The Institute of Chartered Accountants of India has dismissed the Crisil report of July 2001 that highlighted overstatement of profits by blue chip companies and suggested that corporates were following the letter of the law but not its spirit.
The institute has told the department of company affairs that there is nothing wrong with the accounts of these companies.
Ashok Chandak, president, ICAI told Business Standard that the Accounting Standards Board, which has representatives from the Reserve Bank of India and the Securities and Exchange Board of India had taken a decision that the companies had followed all norms.
The Crisil report had stated that the profits of 226 companies as calculated by it were in variance with the profits reported by the companies in 2000-01. The report, however, said there was no violation of accounting norms.
The DCA had subsequently asked ICAI to give its opinion on the Crisil report. The institute had convened a special meeting of its accounting standards board and discussed the Crisil report threadbare.
Chandak said, "What the companies did was within the framework of the law and the Companies Act." The ASB, he pointed out, had 50 per cent of its members who were not chartered accountants.
Chandak said the institute has submitted its report to the DCA and further given its clarification on the various accounting aspects which the Crisil report had highlighted.
These, he said, included the ICAI's opinion on whether designs, drawings, marketing know-how, moulds, etc be treated as tangible or intangible assets, whether projects under sale should be accounted as fixed or current assets and treatment of incentive from the state government.
The Crisil report had stated that companies like Reliance, Chordia Foods and Explochem had capitalised on the incentives from the state government in terms of the sales tax deferrals.
Wipro, it said, transferred land from fixed assets to current assets at the market price and adjusted the excess value under capital reserves instead of revaluation reserves.
While Spic capitalised borrowing costs on advances given to its subsidiary, Bombay Dyeing routed some of its expenses directly through its reserves, the Crisil report said.
According to ICAI, if the incentive from state government is of the nature of promoter's contribution, it would be a capital subsidy.

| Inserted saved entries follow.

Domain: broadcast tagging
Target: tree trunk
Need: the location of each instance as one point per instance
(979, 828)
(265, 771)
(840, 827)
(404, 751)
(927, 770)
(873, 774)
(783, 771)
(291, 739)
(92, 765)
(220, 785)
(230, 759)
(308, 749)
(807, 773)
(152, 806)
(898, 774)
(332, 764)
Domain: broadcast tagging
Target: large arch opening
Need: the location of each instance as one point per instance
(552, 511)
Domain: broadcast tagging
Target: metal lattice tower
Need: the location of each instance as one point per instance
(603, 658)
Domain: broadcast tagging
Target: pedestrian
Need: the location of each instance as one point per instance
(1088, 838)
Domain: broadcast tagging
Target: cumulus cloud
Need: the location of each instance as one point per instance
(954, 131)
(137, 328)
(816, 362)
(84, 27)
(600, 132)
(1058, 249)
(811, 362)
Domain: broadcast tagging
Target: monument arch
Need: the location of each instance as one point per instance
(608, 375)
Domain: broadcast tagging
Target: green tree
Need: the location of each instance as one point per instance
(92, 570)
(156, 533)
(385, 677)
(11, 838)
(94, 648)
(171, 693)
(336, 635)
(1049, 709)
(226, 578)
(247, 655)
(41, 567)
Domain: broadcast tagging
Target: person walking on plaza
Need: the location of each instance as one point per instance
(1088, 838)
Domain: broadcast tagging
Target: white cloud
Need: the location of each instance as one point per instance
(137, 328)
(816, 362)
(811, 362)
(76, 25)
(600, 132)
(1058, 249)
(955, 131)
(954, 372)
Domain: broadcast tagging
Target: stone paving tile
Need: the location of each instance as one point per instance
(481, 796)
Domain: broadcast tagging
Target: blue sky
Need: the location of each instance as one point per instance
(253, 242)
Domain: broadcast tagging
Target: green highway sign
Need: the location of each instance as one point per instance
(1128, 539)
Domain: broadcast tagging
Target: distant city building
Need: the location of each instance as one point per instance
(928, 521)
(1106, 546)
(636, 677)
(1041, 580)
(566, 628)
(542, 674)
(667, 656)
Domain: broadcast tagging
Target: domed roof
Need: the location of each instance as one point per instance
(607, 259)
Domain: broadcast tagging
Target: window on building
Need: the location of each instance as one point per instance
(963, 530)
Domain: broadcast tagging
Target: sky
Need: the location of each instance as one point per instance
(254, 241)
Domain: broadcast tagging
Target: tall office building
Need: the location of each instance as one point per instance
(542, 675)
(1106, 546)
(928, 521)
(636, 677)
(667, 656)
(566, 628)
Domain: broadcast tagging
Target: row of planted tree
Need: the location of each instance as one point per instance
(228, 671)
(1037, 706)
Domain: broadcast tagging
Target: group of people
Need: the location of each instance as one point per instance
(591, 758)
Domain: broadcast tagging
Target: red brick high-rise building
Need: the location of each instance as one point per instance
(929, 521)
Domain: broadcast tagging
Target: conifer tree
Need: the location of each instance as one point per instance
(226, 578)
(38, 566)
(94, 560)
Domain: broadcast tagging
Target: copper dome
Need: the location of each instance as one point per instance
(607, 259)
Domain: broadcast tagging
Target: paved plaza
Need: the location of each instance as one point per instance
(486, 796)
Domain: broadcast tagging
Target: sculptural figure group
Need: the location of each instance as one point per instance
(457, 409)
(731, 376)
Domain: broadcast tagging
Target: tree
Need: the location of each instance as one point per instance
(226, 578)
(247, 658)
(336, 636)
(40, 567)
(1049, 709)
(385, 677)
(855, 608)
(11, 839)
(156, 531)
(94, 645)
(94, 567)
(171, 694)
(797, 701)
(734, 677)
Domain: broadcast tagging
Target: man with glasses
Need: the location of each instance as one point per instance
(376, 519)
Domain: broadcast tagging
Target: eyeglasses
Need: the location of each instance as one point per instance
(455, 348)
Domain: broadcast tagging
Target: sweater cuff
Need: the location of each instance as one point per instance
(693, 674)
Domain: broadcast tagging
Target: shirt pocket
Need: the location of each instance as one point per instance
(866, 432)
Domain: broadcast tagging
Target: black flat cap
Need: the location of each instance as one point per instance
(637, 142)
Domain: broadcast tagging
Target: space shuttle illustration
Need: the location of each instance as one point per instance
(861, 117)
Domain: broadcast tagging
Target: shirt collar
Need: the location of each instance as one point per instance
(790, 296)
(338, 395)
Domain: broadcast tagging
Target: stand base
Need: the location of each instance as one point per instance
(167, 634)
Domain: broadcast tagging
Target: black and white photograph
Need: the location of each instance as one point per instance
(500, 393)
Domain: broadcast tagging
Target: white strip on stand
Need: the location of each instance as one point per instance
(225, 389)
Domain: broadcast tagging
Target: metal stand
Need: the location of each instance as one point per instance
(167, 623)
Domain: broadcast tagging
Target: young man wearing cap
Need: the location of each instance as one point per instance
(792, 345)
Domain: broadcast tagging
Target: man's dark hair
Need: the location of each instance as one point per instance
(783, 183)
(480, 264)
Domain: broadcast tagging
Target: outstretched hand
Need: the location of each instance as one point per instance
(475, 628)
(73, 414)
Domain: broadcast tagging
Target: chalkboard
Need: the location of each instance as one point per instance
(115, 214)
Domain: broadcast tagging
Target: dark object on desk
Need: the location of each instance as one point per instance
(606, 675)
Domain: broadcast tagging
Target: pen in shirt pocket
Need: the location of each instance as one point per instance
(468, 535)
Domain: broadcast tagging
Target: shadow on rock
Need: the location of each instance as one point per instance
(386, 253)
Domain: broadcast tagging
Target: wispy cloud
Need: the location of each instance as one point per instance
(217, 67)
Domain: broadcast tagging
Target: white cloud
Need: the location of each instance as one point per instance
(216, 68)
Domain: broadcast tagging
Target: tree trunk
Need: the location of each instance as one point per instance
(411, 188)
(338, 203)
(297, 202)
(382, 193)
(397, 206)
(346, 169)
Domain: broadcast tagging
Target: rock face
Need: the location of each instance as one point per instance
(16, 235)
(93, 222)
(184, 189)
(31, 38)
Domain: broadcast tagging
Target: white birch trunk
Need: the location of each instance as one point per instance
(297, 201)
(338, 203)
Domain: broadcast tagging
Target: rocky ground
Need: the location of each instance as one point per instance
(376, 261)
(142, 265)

If it is related to revenue, it would be recognised as income as per Accounting Standard 12.
As far as transferring land from fixed to current assets is concerned, the institute has said in case where the asset was originally classified as fixed and is being changed to current, the excess can be transferred to a capital reserve instead of revaluation reserve.
On companies which issued secured premium notes and wrote off redemption premium directly from reserves, the ICAI said that it can written off against securities premium but not against general reserves or other similar reserves.